Mit einer Abofalle sollen indes kleine Unternehmen und Gewerbetreibende ausgenommen werden. Die Verbraucherzentrale Niedersachsen warnt deshalb vor einem kostenpflichtigen Angebot eines Gewerbeeintrags auf der Website "Gewerbeauskunft-Zentrale.de", einer Domain der GWE-Wirtschaftsinformations GmbH.

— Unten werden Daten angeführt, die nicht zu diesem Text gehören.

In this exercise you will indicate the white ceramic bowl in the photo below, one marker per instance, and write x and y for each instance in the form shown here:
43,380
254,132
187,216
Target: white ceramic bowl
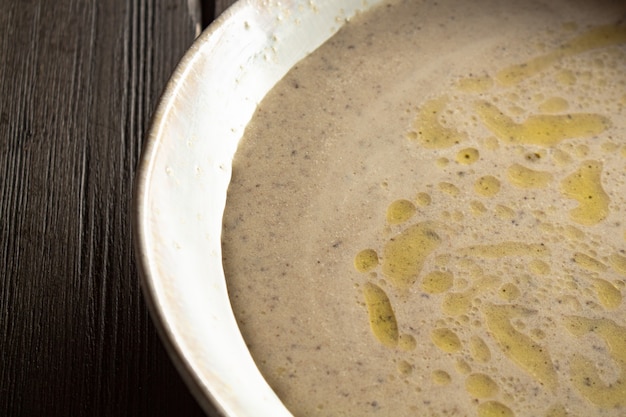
181,185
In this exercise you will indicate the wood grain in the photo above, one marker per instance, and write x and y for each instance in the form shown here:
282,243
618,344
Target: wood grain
78,83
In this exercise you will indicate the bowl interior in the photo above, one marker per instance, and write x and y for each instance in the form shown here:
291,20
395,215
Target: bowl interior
182,181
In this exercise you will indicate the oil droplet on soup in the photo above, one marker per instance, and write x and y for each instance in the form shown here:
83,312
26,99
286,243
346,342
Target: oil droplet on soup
471,205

Demnach erhalten die Opfer Scheiben mit dem amtlich erscheinenden Titel "gewerbeauskunft-Zentrale.de". Darin werden sie aufgerufen, in einem bereits vorausgefüllten Formular fehlende Daten zu ergänzen, nicht korrekte Daten zu korrigieren und das Formblatt unterschrieben zurückzusenden.

Fast 1000 Euro im Jahr für unnötigen Firmeneintrag

Allerdings ist der Eintrag keineswegs gratis: Pro Monat sollten die Unternehmer nach den Informationen der Verbraucherschützer 39,85 Euro netto an die GWE GmbH entrichten. Und bei einer vorgesehenen Vertragslaufzeit von zwei Jahren ergäbe das einen Gesamtbetrag von 956,40 Euro plus Umsatzsteuer - für einen unnötigen Eintrag in einem kaum bekannten Online-Firmenregister.

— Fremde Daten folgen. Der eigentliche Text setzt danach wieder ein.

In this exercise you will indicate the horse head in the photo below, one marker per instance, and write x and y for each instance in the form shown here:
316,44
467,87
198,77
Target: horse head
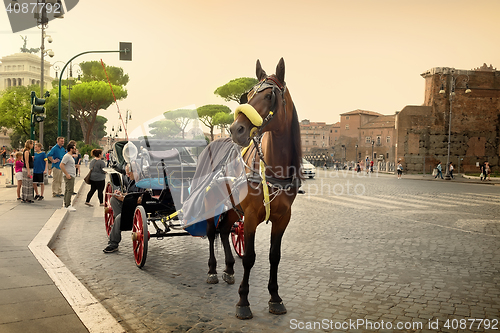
264,102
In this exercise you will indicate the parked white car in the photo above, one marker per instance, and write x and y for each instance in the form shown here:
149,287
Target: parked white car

Betroffene, die aus dem Vertrag heraus wollen, sollten sich darauf berufen, dass kein Vertrag zustande gekommen sei, weil die Kostenpflicht der Leistung nicht eindeutig ersichtlich war, rät die Verbraucherzentrale. Und schlimmstenfalls rechtliche Hilfe in Anspruch nehmen.

Inkasso-Büro will für Sex-Anrufe absahnen

Unberechtigt zur Kasse gebeten werden Bürger auch wegen angeblicher Sex-Anrufe. Die Fachleute des Portals "verbraucherschutz.de" berichten von Lockanrufen einer ausländischen Festnetznummer, der nach wenigen Sekunden abgebrochen wird. Wer diese Nummer zurückrufe, lande bei einer teuren Mehrwertnummer ohne Hinweis auf die tatsächlichen Kosten.

In einem Fall waren zum Beispiel einer Frau von einem Inkassobüro namens Euro Inkasso Solutions für eine Telefonsex-Serviceleistung 90 Euro in Rechnung gestellt worden. Da sie nicht reagierte, folgte eine Mahnung, mit der das Unternehmen zugleich 45 Euro mehr für Porto und Bürokosten verlangte. Nach Einschätzung von "verbraucherschutz.de" reagierte die Frau auf Rechnung und Mahnung richtig - nämlich gar nicht.